Vuma’s partnership with PinkDrive continues to make an impact on the fight against cancer
Vuma plans to continue sponsoring PinkDrive and its efforts to provide screening services and education to communities throughout the country, empowering the organisation to reach more South Africans in rural, township, and semi-urban areas.
Over 200 Chatsworth community members received free screening for gender-related cancers, HIV/Aids, TB, diabetes, and COVID-19 in mobile health units set up at the RK Khan Hospital on World Cancer Day.
The initiative was a collaborative effort between Vuma, one of South Africa’s leading fibre providers, and PinkDrive NPC, a health sector NGO, to provide free medical screening and education to the community.
“We realise that COVID-19 has dramatically impacted South Africans’ ability to receive screening and treatment for communicable and non-communicable diseases,” says Lianne Williams, Head of Marketing for Vuma. “By sponsoring the PinkDrive, we're playing our part in providing resources to people so they can access to mammograms, gender-related cancer screening, education, and additional services that will improve their lives"

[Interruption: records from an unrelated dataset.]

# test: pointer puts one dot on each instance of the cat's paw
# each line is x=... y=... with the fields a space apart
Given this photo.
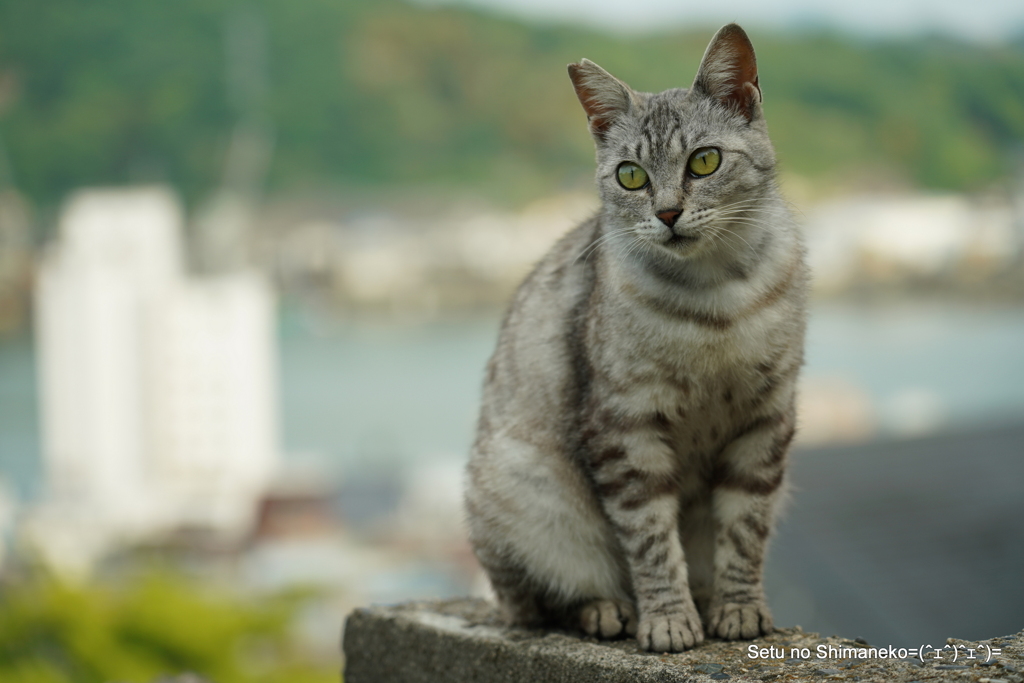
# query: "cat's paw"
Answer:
x=608 y=619
x=671 y=633
x=733 y=621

PinkDrive’s mobile health units look like doctors’ rooms on wheels. They boast a state-of-the-art gynaecology area for pap smears and examinations, a reception area for administration, and a radiology area. The units allow PinkDrive to simultaneously tackle the two most prevalent female cancers - breast cancer and cervical cancer - by offering cervical screening, mammograms, and clinical breast examinations. Men can undergo Prostate-Specific Antigen (PSA) screening for prostate cancer.
“An estimated 105 000 South Africans are diagnosed with cancer each year. This is an exceptionally high number of people who, without access to screening facilities, would otherwise only get diagnosed once their cancer reached its advanced stages, and treatment is more difficult,” says Noelene Kotschan, CEO and Founder of PinkDrive. “The funding from Vuma has allowed us to use our mobile health units to continue prolonging lives through the prevention of illness and disease, and by promoting healthy lifestyles.”